Having Body Dismorphic Disorder (the fat kind, not the skinny Ana/Mia kind) means I don't see my body the way that everyone else sees my body. Where you might see someone who looks like a dump truck, or a beached whale if I happen to be in my blue swimsuit, I see someone... pretty. Luscious. Voluptuous. But nothing horrific or 'Dear God, Make it Stop' kind of fat.
I used to be in good shape. I passed my last Navy PRT with a Good High score on everything, while still failing at the weight/body fat portion. In my head, I was a fit fat girl. Rare, but possible.
Jacob, my very nice, non-judgemental trainer at my gym has been really nice to me.
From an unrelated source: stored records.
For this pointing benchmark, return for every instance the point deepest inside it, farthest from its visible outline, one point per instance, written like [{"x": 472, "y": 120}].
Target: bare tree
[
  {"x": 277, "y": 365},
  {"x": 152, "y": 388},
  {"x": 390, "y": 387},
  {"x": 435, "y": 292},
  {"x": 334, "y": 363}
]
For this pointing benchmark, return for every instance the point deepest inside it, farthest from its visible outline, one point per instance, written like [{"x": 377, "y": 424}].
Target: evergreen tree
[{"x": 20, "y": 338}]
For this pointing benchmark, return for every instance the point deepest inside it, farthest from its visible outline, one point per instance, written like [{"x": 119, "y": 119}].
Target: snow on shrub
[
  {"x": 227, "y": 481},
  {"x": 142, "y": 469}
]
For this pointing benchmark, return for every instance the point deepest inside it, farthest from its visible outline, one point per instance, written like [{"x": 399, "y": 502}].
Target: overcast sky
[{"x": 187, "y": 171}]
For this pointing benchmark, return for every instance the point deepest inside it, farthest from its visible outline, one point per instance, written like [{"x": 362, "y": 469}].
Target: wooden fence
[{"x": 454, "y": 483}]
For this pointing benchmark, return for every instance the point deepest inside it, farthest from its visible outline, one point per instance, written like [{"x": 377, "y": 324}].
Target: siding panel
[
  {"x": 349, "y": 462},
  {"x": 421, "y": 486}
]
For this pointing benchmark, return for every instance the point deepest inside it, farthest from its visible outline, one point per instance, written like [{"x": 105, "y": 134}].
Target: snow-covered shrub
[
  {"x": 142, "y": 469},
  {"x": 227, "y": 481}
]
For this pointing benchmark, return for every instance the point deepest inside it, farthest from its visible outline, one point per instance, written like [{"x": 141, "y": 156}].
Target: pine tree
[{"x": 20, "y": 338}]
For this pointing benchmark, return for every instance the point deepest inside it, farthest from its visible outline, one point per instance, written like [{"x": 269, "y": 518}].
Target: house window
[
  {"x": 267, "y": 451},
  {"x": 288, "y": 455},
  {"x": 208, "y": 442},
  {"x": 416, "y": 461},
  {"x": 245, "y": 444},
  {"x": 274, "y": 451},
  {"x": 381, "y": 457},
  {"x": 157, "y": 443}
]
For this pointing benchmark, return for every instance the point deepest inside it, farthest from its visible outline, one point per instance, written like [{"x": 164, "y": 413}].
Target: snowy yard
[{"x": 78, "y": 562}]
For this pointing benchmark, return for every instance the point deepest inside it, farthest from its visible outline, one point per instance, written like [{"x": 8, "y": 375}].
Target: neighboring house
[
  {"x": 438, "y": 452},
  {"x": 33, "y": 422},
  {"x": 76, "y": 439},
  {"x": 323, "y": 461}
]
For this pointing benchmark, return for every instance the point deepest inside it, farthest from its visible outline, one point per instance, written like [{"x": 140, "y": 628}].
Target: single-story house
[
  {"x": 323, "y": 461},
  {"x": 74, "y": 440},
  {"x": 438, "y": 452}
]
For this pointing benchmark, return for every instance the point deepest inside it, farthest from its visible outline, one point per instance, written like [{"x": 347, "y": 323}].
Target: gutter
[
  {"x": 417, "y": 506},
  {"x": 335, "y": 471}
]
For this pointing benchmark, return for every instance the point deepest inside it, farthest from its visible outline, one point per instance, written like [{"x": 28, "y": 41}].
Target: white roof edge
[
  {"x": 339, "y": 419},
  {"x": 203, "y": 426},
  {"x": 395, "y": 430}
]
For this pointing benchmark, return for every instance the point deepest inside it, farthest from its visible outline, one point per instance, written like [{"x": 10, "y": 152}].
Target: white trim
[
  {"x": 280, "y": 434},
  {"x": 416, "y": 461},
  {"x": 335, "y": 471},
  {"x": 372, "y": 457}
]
He was polite, and he laughs at all my jokes. Except yesterday, He Kicked My Ass. Sadly, it didn't take much.
This was devastating for me. I had my entire self perception shattered in less than an hour. I'm Fat. F-A-T. I'm a Fat Girl. I wear an XXL tee shirt to the gym. I'm NOT fit. I couldn't finish the sets he had laid out after a mere 20 minutes. Today, EVERYTHING hurts. Legs, Arms, Back... Advil is my best friend right now. I could barely walk this morning. My bad shoulder hates me right now, and is trying to pull me forward into a permanent hunchback. My bad ankle seems to feel walking in a straight line is no longer part of it's job description. But... I can handle the physical pain. I used to live with much, much worse physical pain. Right now the issue is the emotional pain of realizing I am not the person I thought I was, and learning to see myself in a more accurate manner. I'm psychologically crushed.